The "battle bikes" fanned out from Westminster yesterday to launch the Green Party's election campaign. Compared with the helicopters and motor cavalcades favoured by the major parties, this public reliance on pedal-power was characteristically quirky and refreshing. But it also jogged our memory.

When did we last hear the Prime Minister pledging to place climate change, along with Africa, at the top of his international political agenda? When did we last hear him describe it - as he did last autumn - as one of the greatest challenges facing the planet? And how long ago was it that the Government's chief scientist, Sir David King, described global warming as a greater threat to the world than international terrorism?

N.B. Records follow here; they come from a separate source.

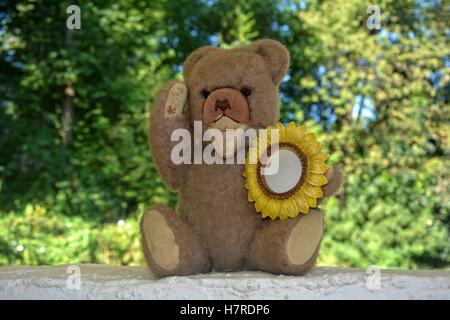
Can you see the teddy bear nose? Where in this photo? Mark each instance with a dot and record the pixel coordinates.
(222, 104)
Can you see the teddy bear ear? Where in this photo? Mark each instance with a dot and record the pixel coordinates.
(195, 57)
(275, 55)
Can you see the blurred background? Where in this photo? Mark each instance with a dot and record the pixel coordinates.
(75, 169)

Through the protracted pre-election skirmishing until now, we have heard not a whisper from either the Prime Minister or the Labour Party about the place they intend to allot to the environment in their election platform. We find this surprising, not to say profoundly disappointing.

We have heard much about the economy, about taxation and about the miracles wrought by the Chancellor. We have had select details of the manifesto dangled before us, including further reform of the health service, more money for child care and help for the multitude of "hard-working families". Much of this amounts to technocratic tweaking designed to block off areas where the Opposition might be perceived to have an advantage. There was nothing in the visionary, big-picture department and nothing that might come under even the broadest definition of "environment".

This does not mean, of course, that the environment will not feature in Labour's manifesto. We are confident that it will. Last year, Mr Blair promised that a list of green policies would be included in the manifesto - and we have no reason to doubt that. Then, two months ago, there were reports that Labour was considering an election commitment to impose tougher penalties on companies and individuals who pollute the environment, with stiff fines imposed on offenders along with the obligation to clean up the mess. The fact that we have reached this point in electoral hostilities without hearing more, however, strongly suggests that the Prime Minister is not treating the environment as the priority he led us to believe it would be not so many weeks ago.

The risk now is that the promised list of green policies in the manifesto will amount to a mere formality: fine words designed to establish the party's green credentials in voters' minds, but words without the benefit of the money and the will that would allow them to be translated into action. There must also be the suspicion that some of the Government's green-tinged zeal, at least on climate change, has a political motivation not unconnected with Iraq. Global warming and what to do about it was one of the few areas in which the British government could really separate itself very publicly from George Bush. There may also have been the calculation that a strong stance on green issues might woo back some of those voters angry about the Iraq war.

This is why the Government's next proposals on the environment need to be judged in the light of its record. For all its stated good intentions, this Government has not been as green as it often likes to boast. Initial cuts in emissions largely reflected the switch in power generation from coal to natural gas; emission levels have changed little during Labour's second term. The Government may be on course to meet its commitments under the Kyoto Treaty, but is now unlikely to meet the more ambitious targets it set itself for 2010. It has been wary of introducing new ecological requirements for cars, sent contradictory signals about road-building versus public transport, and has not addressed the environmental challenge of increased air traffic.

It has fallen short on two fronts simultaneously - on the necessary action and on the broader vision. Its manifesto commitments should be scrutinised with care.